Ms Hughes: There is lots of academic
work on the subject. I think that through partnership with advice
agencies, with lenders and, of course, with public consultation
lots of ideas can be generated. I think there are lots of different
aspects to the safety net. One side is making sure that there
is always advice available for people when they need it; that
the processes in regulation and in the courts are effective.
Q41 Jim Cousins: Can I stop you there,
because the implication of what you are saying is that we are
looking at a residual group of people that we so charmingly classify
as subprime. We are not, in fact, looking at a residual group
of people. We are looking at an aspect of the way the housing
market is now going to work in the present kind of economic situation
in which very large numbers of people are going to experience
quite volatile changes of circumstance or quite volatile changes
of income, and there needs to be a non-judgemental, non-loaded
with stereotype system of supporting them through those situations.

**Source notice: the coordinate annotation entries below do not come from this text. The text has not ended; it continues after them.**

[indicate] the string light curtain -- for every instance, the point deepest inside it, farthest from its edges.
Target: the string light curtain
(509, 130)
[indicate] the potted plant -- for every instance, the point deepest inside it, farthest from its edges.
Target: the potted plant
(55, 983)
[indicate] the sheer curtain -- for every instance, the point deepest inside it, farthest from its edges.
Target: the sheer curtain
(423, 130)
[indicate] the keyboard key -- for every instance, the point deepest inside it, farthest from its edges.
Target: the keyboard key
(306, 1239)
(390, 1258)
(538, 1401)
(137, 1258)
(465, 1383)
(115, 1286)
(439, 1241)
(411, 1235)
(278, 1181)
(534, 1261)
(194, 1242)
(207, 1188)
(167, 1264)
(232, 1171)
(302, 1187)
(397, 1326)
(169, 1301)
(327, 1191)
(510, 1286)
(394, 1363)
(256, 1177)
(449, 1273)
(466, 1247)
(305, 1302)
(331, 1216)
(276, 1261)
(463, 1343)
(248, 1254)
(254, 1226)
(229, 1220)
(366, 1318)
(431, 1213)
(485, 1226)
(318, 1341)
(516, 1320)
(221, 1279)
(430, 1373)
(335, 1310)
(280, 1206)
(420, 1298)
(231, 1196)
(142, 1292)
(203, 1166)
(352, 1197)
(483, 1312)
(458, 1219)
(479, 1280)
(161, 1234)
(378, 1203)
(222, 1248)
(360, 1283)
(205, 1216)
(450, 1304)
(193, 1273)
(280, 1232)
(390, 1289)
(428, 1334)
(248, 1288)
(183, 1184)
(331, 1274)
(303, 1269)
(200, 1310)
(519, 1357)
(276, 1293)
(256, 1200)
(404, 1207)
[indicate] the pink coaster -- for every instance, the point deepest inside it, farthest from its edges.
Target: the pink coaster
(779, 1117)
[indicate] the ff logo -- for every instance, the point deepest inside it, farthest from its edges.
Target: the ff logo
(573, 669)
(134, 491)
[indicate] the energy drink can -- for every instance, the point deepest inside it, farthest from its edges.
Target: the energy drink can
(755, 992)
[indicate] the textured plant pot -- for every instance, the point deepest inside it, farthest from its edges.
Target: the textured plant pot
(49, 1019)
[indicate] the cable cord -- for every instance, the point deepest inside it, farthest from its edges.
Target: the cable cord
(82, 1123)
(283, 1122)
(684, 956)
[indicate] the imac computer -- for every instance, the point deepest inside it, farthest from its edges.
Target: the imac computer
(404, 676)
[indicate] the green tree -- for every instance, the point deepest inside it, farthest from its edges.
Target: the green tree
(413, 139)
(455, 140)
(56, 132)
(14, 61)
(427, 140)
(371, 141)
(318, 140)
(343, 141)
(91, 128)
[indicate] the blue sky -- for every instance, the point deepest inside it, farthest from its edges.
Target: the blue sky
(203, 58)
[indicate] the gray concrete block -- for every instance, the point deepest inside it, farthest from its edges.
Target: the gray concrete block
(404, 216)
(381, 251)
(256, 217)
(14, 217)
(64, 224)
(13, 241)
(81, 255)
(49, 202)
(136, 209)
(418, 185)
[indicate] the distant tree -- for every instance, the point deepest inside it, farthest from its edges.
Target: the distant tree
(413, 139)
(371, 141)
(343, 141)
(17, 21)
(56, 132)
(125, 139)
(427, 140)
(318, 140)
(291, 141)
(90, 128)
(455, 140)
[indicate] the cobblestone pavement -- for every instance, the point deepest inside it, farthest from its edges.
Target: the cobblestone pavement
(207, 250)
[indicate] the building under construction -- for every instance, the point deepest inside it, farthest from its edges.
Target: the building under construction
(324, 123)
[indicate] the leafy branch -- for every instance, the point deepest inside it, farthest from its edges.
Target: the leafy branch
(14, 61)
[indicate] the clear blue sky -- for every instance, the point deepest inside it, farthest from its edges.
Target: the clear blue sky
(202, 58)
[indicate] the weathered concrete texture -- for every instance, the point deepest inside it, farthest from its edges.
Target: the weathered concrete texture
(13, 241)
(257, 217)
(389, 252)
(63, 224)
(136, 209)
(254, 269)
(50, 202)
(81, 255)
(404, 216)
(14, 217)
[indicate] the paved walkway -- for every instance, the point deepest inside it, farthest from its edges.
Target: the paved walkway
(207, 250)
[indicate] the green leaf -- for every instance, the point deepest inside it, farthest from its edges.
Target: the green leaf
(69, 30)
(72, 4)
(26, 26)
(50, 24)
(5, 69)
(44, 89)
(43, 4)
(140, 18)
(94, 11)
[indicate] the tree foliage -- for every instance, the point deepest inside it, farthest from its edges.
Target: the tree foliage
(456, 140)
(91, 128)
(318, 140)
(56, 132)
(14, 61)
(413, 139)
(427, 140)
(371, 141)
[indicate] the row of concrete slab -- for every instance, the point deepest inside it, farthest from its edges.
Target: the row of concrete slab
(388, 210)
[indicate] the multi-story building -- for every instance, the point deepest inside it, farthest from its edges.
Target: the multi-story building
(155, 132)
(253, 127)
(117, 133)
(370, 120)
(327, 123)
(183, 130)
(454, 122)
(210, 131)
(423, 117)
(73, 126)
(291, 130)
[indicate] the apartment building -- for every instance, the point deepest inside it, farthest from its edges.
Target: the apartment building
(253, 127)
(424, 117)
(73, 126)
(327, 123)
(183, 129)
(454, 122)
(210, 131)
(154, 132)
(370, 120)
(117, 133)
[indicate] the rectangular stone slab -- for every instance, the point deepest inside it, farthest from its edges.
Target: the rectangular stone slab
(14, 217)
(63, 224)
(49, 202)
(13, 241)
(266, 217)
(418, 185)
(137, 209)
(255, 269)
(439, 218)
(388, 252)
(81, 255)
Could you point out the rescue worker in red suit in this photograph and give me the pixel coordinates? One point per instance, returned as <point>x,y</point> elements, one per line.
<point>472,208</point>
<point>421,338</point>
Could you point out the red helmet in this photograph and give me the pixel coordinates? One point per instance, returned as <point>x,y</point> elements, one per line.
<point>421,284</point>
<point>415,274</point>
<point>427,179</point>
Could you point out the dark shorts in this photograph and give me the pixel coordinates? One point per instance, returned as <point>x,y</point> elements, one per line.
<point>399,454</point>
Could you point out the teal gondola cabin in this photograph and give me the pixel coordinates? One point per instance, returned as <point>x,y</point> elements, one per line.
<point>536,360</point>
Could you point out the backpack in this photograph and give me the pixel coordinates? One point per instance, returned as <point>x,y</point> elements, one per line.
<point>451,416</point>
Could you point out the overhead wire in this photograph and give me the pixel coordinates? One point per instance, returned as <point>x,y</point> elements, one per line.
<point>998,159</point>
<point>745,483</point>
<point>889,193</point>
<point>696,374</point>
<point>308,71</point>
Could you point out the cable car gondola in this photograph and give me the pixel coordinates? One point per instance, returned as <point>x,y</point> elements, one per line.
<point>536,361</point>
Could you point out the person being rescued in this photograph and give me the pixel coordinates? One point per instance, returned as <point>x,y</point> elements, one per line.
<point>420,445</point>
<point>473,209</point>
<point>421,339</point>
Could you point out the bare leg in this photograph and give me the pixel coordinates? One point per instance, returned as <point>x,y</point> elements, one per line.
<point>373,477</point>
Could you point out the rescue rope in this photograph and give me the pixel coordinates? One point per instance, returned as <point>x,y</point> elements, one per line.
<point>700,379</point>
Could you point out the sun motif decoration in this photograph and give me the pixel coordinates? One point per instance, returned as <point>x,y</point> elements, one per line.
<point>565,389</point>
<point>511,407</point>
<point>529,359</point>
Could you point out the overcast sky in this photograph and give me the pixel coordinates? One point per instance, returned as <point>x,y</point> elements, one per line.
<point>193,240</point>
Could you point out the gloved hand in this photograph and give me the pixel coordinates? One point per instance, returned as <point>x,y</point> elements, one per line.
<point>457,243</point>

Mr Tutton: There are perhaps some
things that could be done quickly. In the situation you describe
the whole system of support for home owners does not take into
account that people will have flexible labour markets, that their
incomes are going to go up and down, particularly lower income
families, work will come and go. One of the things that is missing
from the FSA Mortgage Market Review is this idea about how far
do you embed forbearance? At the moment they are going to make
lenders offer a wider range of options, but it is not going to
say, "Actually, this is how much help you have to give someone
for this long." One of the big questions that is going to
come up in terms of a possible second wave of repossessions is
will lenders get forbearance fatigue and at what point should
they be allowed to. So that is part of the question. Again, in
the courts at the moment it is very much a snapshot of people
coming in. If you have lost your job, you come before the court
and they are looking at a snapshot of your circumstances, but
if you take a view that these are long-term products and if you
are going to have people with up and down incomes they might need
more time to recover, then we need the courts to have more power
to look at those things. There are things that can be done quite
quickly and quite easily that will give more help to borrowers
who are more likely to have variable incomes, more likely to face
unemployment shocks and, particularly where we are now, people
may get back into work, back into work at a lower income, they
might fall out of work again, get back into work, so I think we
can do something there. In the long-term, as Nicola said, it is
about looking at a position of "we wouldn't start from here".
Can we get the safety net to work, the articulation, for an insurance,
which has not worked particularly well, between what the state
pays through the benefit system, what lenders pay and what borrowers
pay? We need to get that thought out in front rather than in the
middle of a recession where we are now.
Chair: Thank you very much for your evidence.